(Karina Gould: Minister of Families, Children, and Social Development)
Budget 2023 will see the introduction of a National School Food Program. this expectation comes after the release of the January Lobbying Communication Report. The communication reports indicate the number of times an organization or business has communicated with a public officeholder about legislation, policy, programs, funding awarding, or contracts. These communication reports define lobbying in Canada.
The Federal Government has repeatedly hinted towards developing a National School Food Program. Fortunately, January’s report of lobbying events seems reassuring that such a program is coming in Budget 2023. January’s report indicates a new record for the Breakfast Club of Canada's (BCC lobbying efforts (a major stakeholder in support of the program): the BCC has had 49 total communication reports (separate lobbying events with public office holders, including MPs and policy advisors). The previous record was held in November, with 41 communication reports by the BCC.
However, what separates January’s communication reports from November’s is that November only had Members of Parliament and two designated Ministers being lobbied, Ministers Karina Gould and Mari Bibeau. Prime Minister Trudeau specifically tasked Minister Gould and Minister Bibeau to create such a program in their 2021 mandate letters following the 2021 federal election.
In January however, we see that every major cabinet minister including the Ministers of National Defence, Finance, Industry, Intergovernmental Affairs, Labour, Canadian Heritage, and others has each been individually briefed by the Breakfast Club of Canada in separate lobbying events. Furthermore, the January report reveals that the Prime Minister and Deputy Prime Minister have also participated in such lobbying exchanges with the BCC. It is significant because participating in lobbying exchanges is entirely voluntary by public officeholders; nothing compels public officeholders to engage in lobbying with businesses or organizations.
Essentially, the BCC is spearheading the implementation through dozens of consultations with Federal Ministers and policy advisors to draw cabinet consensus. In Canada, the cabinet determines policy and how the government is run. The cabinet is crucial in implementing policy.
With the majority of the federal cabinet being briefed by the BCC, the federal government is likely gearing up to include billions of dollars in creating this program in Budget 2023. Under the subject matters discussed, the registry states (translated from French):
“We seek to create a National School Food Program in Canada. Funding and support from the federal government are needed to make this happen.
Funding source: Agriculture & Agri-Food Canada or Minister of Families, Children, and Social Development. We are looking for a grant.”
Furthermore, the quote comes under a specific classification of the lobbying information provided, which states “Grant, Contribution or Other Financial Benefit, Policies or Program” as the title. In other words, the BCC is lobbying and collaborating with the federal government to provide funding and support for the program.
Does Canada Need Such a Program?
Long-time advocates have pointed out that Canada severely lags in providing access to nutrition for children compared to its OECD peers. Advocates also expose the fragmentation of access to school food programs, citing Atlantic provinces providing reasonable access compared to poor access in the Prairie provinces and Quebec.

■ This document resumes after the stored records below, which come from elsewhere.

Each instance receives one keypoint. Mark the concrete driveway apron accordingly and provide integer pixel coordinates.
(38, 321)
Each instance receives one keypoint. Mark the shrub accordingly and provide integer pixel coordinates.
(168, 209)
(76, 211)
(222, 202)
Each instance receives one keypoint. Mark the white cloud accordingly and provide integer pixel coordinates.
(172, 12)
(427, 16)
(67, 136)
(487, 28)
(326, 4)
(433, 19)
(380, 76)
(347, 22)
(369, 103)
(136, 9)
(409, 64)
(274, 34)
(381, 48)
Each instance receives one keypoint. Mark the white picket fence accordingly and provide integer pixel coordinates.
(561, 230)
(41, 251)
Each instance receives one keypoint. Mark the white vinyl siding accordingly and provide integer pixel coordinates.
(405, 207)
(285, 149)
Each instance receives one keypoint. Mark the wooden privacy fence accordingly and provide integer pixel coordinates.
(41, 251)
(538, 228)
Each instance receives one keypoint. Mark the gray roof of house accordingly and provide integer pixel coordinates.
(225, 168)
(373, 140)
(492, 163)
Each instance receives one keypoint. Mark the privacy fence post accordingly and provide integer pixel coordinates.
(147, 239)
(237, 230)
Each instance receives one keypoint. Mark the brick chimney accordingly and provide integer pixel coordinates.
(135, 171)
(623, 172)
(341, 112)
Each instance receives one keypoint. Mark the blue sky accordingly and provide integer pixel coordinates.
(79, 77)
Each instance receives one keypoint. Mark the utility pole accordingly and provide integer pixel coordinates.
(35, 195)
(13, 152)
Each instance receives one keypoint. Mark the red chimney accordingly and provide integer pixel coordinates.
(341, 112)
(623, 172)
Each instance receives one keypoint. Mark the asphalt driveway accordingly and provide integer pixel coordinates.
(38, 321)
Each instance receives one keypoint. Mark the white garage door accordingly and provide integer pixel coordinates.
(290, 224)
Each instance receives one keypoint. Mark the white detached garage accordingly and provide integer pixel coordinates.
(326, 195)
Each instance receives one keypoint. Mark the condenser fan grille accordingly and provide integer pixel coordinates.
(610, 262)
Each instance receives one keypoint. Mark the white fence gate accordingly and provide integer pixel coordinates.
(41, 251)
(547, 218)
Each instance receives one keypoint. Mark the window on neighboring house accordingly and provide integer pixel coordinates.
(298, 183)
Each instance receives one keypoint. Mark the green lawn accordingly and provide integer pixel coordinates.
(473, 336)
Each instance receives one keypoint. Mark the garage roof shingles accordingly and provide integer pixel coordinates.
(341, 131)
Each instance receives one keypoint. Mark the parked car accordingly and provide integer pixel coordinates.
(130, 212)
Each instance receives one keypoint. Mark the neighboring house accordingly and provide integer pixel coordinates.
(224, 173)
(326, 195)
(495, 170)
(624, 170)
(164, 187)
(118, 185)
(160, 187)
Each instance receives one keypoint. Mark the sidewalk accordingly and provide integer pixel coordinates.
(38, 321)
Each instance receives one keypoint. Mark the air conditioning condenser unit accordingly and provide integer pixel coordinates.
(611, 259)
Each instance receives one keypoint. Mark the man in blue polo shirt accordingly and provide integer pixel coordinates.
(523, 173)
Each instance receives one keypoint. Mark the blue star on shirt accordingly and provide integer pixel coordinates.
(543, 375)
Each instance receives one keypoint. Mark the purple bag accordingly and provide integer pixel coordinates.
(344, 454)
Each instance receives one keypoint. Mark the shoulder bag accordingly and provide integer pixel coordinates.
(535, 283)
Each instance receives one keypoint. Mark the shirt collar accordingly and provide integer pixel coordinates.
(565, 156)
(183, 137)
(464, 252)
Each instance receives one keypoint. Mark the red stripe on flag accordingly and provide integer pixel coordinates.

With a national framework and adequate funding, Canadian children will soon enjoy healthy, nutritious meals for breakfasts and lunches every day. Much of this funding will subsidize food programs nationwide and artificially lower the cost of providing such food to kids. School food programs often come at a yearly or monthly cost which may pose financial barriers for low-income families. With federal funding, families will see a reduction in the annual or monthly food bills they have to pay to feed their children in school. An overall positive outcome for both families being hit hard by the rising cost of groceries and children who will grow healthy from more fruit, grain, milk, vegetables, and protein in their daily diet.